Many systems are now requiring unique global identifiers such as social numbers, bank account numbers, and so on.
In general, an ID generator can be simply implemented using a shared counter that is increased at each call. Another native solution is to generate an ID as a function of the timestamp. But those are bad solutions because there are the existing following problems.
- Multiple independent servers can generate the same ID.
- The same ID will be generated for two consecutive requests.
Tech giants have implemented their own solutions, it is amazing. Let’s look at it now!
A distributed ID generator must meets the following requirements.
- They can’t be any length. Let’s assume that is is 64 bits of length.
- The date is used to increase the ID.
- An ID generator should sequentially generate unique IDs across the cluster.
- Ability to generate over 10,000 unique IDs per second.
Universal Unique Identifiers is a well-known concept that’s been used in software for years. UUIDs are 128-bit hexadecimal numbers that are globally unique.
There are four versions of UUIDs.
- UUID1 uses MAC address and timestamp to generate effective uniqueness.
- UUID3 and UUID 5 uses cryptographic hashing and application-provided text strings to generate UUID. (UUID 3 uses MD5 hashing, and UUID 5 uses SHA-1 hashing).
- UUID4 uses pseudo-random number generators to generate UUID.
UUID has the following advantages and disadvantages:
- Any server can independently generate a unique ID without any coordination.
- Effectively unique with the rare chance of duplicates.
- They are large and complex to index.
- Generated IDs are not ordered.
- 128-bit may be too big for an ID for some use cases.
MySQL generate ID using AUTO_INCREMENT.
- Guarantees ordering and uniqueness.
- Simplicity to use a database to generate.
- Not horizontally scalable since you only have one instance.
- Not fault-tolerant since you only have one instance to generate ID.
MongoDB uses ObjectIds as the default value of _id field of each document, which is generated while the creation of any document.
MongoDB Object Ids are 12-byte (96-bit) hexadecimal integers that begin with a random value and consist of a 4-byte epoch timestamp in seconds, a 3-byte machine identification, a 2-byte process id, and a 3-byte counter.
This is a smaller UUID than the previous 128-bit version. However, the size is more than we would typically find in a single MySQL auto-increment column (a 64-bit digit value).
- Each application thread creates IDs individually, reducing ID creation failure spots and contention. The IDs remain time-sortable if the first component of the ID is a timestamp.
- To establish adequate uniqueness assurances, additional storage space (96 bits or more) is usually required.
- Some UUID types have no natural order and are random.
Filicker developed ticket servers to generate disitrbuted primary keys. They use a centtralized auto_increatement feature in a single database.
- It performs admirably in a sharded database and at scale.
- Short length, good indexing, and does not degrade query speed while dealing with massive datasets.

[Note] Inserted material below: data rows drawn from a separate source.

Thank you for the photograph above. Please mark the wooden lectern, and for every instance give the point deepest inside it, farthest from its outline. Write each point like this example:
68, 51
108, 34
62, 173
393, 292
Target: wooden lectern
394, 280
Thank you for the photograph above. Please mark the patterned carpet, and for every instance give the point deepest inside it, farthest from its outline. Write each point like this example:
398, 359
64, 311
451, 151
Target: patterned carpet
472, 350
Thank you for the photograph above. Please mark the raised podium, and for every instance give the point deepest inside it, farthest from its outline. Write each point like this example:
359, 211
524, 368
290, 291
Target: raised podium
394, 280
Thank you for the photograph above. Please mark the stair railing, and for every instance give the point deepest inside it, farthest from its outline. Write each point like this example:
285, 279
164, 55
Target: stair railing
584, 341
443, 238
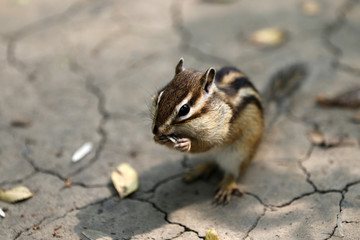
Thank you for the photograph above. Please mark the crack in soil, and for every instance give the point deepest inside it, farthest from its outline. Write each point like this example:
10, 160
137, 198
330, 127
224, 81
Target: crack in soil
38, 169
255, 224
166, 217
63, 216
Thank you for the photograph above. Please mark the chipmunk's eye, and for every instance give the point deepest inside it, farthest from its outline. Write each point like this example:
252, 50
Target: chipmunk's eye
184, 110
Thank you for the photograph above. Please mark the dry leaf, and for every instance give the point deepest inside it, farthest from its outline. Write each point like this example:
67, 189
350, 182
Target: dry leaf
211, 235
82, 152
2, 214
350, 99
125, 180
15, 194
310, 8
268, 37
95, 235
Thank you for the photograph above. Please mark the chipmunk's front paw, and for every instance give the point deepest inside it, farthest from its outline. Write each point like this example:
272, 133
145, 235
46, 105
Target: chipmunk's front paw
183, 144
202, 170
161, 139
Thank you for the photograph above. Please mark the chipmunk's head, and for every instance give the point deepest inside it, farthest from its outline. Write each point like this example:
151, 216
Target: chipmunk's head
182, 101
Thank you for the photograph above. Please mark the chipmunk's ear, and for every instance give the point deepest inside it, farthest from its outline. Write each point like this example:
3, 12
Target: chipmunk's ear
207, 79
180, 66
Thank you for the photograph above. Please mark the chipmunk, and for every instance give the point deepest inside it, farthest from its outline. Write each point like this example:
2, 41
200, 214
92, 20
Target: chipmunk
218, 114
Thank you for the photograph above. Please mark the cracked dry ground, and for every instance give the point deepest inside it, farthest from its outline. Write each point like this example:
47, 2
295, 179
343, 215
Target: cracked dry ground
82, 71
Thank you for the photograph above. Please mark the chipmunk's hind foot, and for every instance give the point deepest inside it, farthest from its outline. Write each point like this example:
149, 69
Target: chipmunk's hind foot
226, 188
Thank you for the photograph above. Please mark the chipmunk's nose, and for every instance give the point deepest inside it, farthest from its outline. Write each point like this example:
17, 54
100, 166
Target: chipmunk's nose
155, 130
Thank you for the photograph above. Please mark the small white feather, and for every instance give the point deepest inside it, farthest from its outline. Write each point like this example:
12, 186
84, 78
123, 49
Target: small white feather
339, 225
84, 150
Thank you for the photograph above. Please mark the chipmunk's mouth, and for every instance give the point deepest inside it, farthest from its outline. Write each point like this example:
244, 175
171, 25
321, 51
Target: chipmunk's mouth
172, 137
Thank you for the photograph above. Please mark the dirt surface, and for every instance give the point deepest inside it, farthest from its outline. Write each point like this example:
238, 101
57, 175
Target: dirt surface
73, 72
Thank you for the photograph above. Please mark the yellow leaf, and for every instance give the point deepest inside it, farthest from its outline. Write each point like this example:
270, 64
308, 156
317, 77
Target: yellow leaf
211, 235
268, 37
125, 180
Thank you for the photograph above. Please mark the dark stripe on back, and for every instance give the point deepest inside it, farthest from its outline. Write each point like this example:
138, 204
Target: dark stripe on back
241, 82
202, 111
223, 72
245, 102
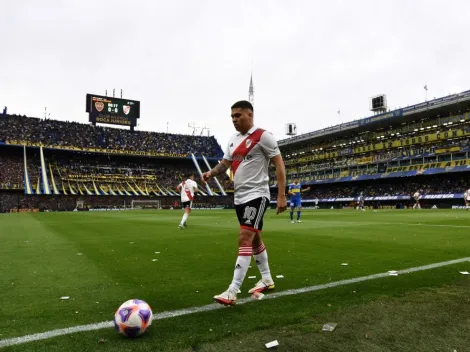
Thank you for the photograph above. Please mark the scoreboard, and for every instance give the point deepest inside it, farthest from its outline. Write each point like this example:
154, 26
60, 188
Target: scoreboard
113, 111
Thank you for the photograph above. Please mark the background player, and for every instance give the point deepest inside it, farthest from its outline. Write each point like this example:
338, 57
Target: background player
466, 197
249, 153
187, 189
361, 202
416, 198
295, 192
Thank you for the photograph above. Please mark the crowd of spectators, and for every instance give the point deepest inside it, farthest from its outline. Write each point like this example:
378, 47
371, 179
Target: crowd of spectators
62, 133
382, 156
435, 184
167, 174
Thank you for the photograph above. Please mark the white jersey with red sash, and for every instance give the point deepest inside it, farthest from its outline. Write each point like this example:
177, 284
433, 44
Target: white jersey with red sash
187, 190
250, 154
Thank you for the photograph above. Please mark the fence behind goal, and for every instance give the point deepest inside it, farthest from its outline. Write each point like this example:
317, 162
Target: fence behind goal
145, 204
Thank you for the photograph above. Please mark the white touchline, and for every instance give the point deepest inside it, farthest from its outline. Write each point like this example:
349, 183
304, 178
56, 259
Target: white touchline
434, 225
210, 307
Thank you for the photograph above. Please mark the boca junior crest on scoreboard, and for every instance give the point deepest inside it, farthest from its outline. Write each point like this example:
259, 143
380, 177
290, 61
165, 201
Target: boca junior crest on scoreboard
112, 110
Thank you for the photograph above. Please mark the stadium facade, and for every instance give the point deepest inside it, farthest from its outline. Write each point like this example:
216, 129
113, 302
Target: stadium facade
55, 165
423, 147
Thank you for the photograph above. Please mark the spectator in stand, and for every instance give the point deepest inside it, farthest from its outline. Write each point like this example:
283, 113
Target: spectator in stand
60, 133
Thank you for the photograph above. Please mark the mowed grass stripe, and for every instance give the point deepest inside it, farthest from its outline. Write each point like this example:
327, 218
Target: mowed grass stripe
194, 264
211, 307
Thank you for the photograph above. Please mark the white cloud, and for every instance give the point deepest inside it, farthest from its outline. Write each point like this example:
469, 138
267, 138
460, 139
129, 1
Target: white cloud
188, 60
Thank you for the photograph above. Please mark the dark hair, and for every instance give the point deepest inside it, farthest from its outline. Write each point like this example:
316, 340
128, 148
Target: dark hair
242, 104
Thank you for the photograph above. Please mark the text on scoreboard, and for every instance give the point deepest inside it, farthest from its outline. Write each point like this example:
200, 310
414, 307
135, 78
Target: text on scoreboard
114, 111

- Because all nodes rely on this table for the next Id, there is a single point of failure.
- Ticketing servers can become a write bottleneck at scale because they may not be adequate when the number of writes per second is enormous, causing the ticketing server to overload and decrease performance.

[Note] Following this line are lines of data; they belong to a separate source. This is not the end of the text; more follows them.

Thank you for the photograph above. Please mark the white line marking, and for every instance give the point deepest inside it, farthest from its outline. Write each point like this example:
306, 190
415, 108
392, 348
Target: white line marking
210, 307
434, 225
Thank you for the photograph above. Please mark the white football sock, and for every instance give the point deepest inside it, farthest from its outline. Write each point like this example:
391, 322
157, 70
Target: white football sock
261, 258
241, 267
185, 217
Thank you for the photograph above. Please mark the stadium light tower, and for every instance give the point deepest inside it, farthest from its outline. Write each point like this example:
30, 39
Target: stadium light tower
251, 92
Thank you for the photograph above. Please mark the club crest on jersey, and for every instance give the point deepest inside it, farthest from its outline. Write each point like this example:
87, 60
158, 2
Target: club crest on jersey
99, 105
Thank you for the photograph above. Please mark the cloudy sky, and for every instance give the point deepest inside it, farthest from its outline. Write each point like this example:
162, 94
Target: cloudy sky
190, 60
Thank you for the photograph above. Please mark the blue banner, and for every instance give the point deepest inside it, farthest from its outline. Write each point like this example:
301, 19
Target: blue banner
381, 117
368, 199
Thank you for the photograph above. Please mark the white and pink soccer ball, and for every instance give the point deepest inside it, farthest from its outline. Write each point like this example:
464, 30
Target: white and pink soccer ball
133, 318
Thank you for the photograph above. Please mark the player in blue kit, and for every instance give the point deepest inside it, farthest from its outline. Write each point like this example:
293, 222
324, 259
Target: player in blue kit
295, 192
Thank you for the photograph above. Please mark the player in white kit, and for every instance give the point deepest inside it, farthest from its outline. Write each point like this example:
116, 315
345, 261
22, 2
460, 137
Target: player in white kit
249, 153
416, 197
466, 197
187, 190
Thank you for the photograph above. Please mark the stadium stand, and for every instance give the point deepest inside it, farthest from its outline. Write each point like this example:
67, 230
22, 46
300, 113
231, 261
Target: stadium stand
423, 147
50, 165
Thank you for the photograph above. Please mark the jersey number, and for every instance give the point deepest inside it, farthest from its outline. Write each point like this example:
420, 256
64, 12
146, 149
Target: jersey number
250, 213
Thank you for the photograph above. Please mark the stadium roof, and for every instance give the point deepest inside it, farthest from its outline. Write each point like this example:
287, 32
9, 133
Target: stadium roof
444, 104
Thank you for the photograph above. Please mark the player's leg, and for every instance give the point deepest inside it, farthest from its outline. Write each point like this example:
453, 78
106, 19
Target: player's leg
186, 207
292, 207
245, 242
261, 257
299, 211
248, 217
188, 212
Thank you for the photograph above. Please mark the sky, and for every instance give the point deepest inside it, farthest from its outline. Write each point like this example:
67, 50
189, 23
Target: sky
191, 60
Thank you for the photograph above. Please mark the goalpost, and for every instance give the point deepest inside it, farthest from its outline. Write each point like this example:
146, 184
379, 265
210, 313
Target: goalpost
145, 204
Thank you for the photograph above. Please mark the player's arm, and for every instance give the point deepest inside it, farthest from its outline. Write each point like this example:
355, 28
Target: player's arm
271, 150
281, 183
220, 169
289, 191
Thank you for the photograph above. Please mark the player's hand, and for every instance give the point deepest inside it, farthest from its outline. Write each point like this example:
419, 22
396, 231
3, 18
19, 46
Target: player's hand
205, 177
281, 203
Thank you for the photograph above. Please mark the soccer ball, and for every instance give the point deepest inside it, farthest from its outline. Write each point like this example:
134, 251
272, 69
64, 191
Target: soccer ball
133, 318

- Extra computers are required for ticketing servers.
- There is a single point of failure if we use a single database, and we can’t ensure that ids will be sortable over time if we use many databases.
There’s a famous ID generator called Snowflakes created by Twitter.
– Roughly ordered and unique.
– Can handle high throughput.
– No need for machine coordination.
– 64-bit number.
– Can horizontally scale by adding more machines.
– Still not perfectly ordered. If two different machines generate two IDs, it’s unclear who was generated first.
- Complexity to maintain since Snowflake requires machines to do the work like a UUID library.
Sonyflake is a distributed unique ID generator inspired by Twitter’s Snowflake.
As a result, Sonyflake has the following advantages and disadvantages:
- The lifetime (174 years) is longer than that of Snowflake (69 years)
- It can work in more distributed machines (2¹⁶) than Snowflake (2¹⁰)
- It can generate 2⁸ IDs per 10 msec at most in a single machine/thread (slower than Snowflake)
However, if you want more generation rate in a single host, you can easily run multiple Sonyflake ID generators concurrently using goroutines.
Since there are some disadvantages of those above implementations by tech giants, you can write a custom ID to meet your specific requirements.